En 1951 il descendit à Beaucaire dans le Gard. Dans cette ville il découvrit qu'il existait quatre laiteries, aujourd’hui elles ont disparu. Il assista à la crue du Rhône et l’on ne se plaignait pas de cette catastrophe naturelle. Tout le monde subissait cette mauvaise humeur de la nature, on ne se plaignait guère. Il faut dire que le limon abandonné par le fleuve fertilisait la terre.
À l'âge de 10 ans il entra dans un séminaire ; il y fit deux années scolaires ; ensuite l'école laïque et le centre d’apprentissage. À dix-huit ans, il alla travailler. Ce fut l'obligation des humbles citoyens : pas de grandes écoles pour lui.
Pendant les vacances d’été il allait garder les vaches à la montagne. Les gens disaient que cette activité le désintoxiquait des impuretés de la ville. Lui, il pensait qu’ils avaient de la main d’œuvre gratuite et comme les vachers étaient mineurs, ils furent surveillés pour éviter leurs esclandres.
Il fit un an de service militaire à Grenoble ; dans la gaîté il se détacha des jougs de la famille mais son escarcelle fut maigre. Ensuite il fut expédié, manu militari, en Algérie où il termina son service sans grands dommages.
Cheminot par la force des choses, le chômage n’existait pas. Il fit sa carrière dans ce club aux diverses occupations professionnelles. Il débuta dans le service voyageur où l’on devait connaître la carte de France ferroviaire par cœur ; il termina dans le service de transports de marchandises par trains.
Il prit des cours par correspondance, offerts par l’entreprise et pendant les heures de coupures de son service ; il alla à la bibliothèque de la gare d’Austerlitz à Paris pour consulter des livres ; elle en possédait beaucoup ; ce fut sa ruche de divertissements. Se documentant pour ses devoirs il commença à s’intéresser à la poésie.
Muté à Sète, un copain l’inscrivit à l’association poésies et chansons Georges Brassens. Ce fut un esprit de camaraderie et là il fit son apprentissage poétique.
À la retraite il participa aux ateliers d’écriture et de poésies.
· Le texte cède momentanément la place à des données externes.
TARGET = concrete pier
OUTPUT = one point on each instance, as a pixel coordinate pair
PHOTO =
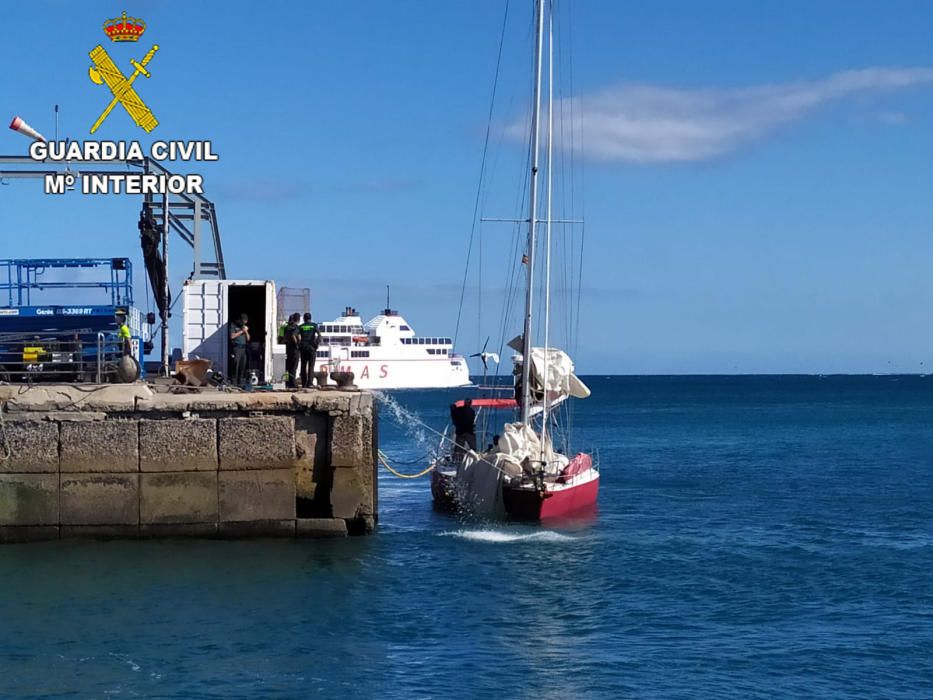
(124, 461)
La poésie classique est son violon d’Ingres. Il participa à des concours où il obtint des diplômes. Son premier livre fut un recueil de poèmes à 69ans.
Comme on dit , il n’est jamais trop tard pour bien faire.
Il s’intéressa aussi à la peinture ; ce fut son deuxième violon d'Ingres.
2° Si le récit peut féconder le réel c’est pour quoi faire naître ?
Sa poésie d’abord est le reflet de ses observations dans la nature et de la vie courante. La Muse fut là pour versifier son enfance et les événements plus ou moins réjouissantes. Il fit naître la beauté de la poésie avec sa prosodie. Il mena un docile combat pour maîtriser cette discipline.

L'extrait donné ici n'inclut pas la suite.